Ro Mehrooz is a young Rohingya poet, lyricist, computer programmer and activist who has written poems mostly in Rohingya and English, but also a few in Burmese and Urdu. He trains young Rohingya students in computer programming in the refugee camp at Cox’s Bazaar and believes in reading poetry as a way of travelling through the minds of others in the world.

"I Am a Rohingya implores the world to listen to the spirit of a people who have experienced, and continue to experience, some of the worst human rights abuses, but who, even under extreme duress and the constant reality of violence from the Myanmar state, know the spirit and intactness of their voice, their right to be a people and to live in the land that is their home. The suppression of the Rohingya by the machinery of British colonialism, then the military dictatorship, and the failure of post-dictatorship government to arrest the attack on the Rohingya and what is essentially an apartheid condition, have brought the people to speak out of their refugee camps along the border with Bangladesh, to find hope in language and the aurality of their language, to see their poetry on the page, and to make poetry do the work it needs to do so that outsiders can hear, can understand."
—John Kinsella (from the preface to the anthology)

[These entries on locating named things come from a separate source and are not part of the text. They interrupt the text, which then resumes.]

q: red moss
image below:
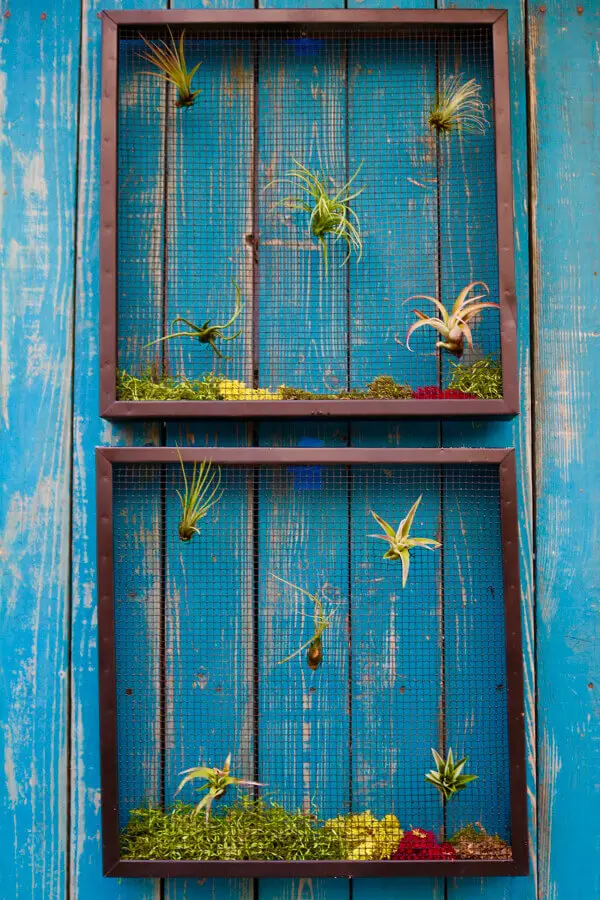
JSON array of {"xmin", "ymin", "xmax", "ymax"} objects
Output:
[
  {"xmin": 413, "ymin": 384, "xmax": 477, "ymax": 400},
  {"xmin": 392, "ymin": 828, "xmax": 456, "ymax": 860}
]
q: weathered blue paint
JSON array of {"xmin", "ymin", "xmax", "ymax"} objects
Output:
[{"xmin": 0, "ymin": 0, "xmax": 600, "ymax": 900}]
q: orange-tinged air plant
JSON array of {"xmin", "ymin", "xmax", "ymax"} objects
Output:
[{"xmin": 398, "ymin": 281, "xmax": 500, "ymax": 358}]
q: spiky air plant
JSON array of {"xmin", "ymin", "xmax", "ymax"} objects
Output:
[
  {"xmin": 404, "ymin": 281, "xmax": 500, "ymax": 359},
  {"xmin": 176, "ymin": 447, "xmax": 223, "ymax": 543},
  {"xmin": 267, "ymin": 159, "xmax": 364, "ymax": 271},
  {"xmin": 139, "ymin": 26, "xmax": 202, "ymax": 108},
  {"xmin": 428, "ymin": 75, "xmax": 488, "ymax": 135},
  {"xmin": 144, "ymin": 281, "xmax": 242, "ymax": 359},
  {"xmin": 175, "ymin": 753, "xmax": 264, "ymax": 822},
  {"xmin": 271, "ymin": 573, "xmax": 335, "ymax": 672},
  {"xmin": 425, "ymin": 747, "xmax": 479, "ymax": 802},
  {"xmin": 369, "ymin": 494, "xmax": 442, "ymax": 587}
]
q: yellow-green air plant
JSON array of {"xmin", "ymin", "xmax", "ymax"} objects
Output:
[
  {"xmin": 369, "ymin": 494, "xmax": 442, "ymax": 587},
  {"xmin": 267, "ymin": 159, "xmax": 364, "ymax": 271},
  {"xmin": 271, "ymin": 573, "xmax": 335, "ymax": 672},
  {"xmin": 176, "ymin": 448, "xmax": 223, "ymax": 543},
  {"xmin": 140, "ymin": 28, "xmax": 202, "ymax": 108},
  {"xmin": 406, "ymin": 281, "xmax": 500, "ymax": 359},
  {"xmin": 175, "ymin": 753, "xmax": 264, "ymax": 822},
  {"xmin": 144, "ymin": 281, "xmax": 242, "ymax": 359},
  {"xmin": 425, "ymin": 747, "xmax": 479, "ymax": 801},
  {"xmin": 428, "ymin": 75, "xmax": 488, "ymax": 135}
]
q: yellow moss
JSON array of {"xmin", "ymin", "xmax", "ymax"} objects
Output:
[{"xmin": 325, "ymin": 810, "xmax": 404, "ymax": 860}]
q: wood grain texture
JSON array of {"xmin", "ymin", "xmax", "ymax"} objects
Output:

"The Rohingya poets gathered here for the first time in English hold a mirror to the light for the rest of humanity, flashing their poems of misery and warning from the genocidal zone and refugee camp of Cox's Bazaar. Their songs are more accurate than news reports for word of the plight of the most oppressed. These are poems that begin with the fragrance on the bird's handkerchief and end by walking among the mass graves. They write from a dire present to a possible future, wondering in their peril if the world outside was too quiet to hear them. Let the world not be quiet, let the world listen to these poems."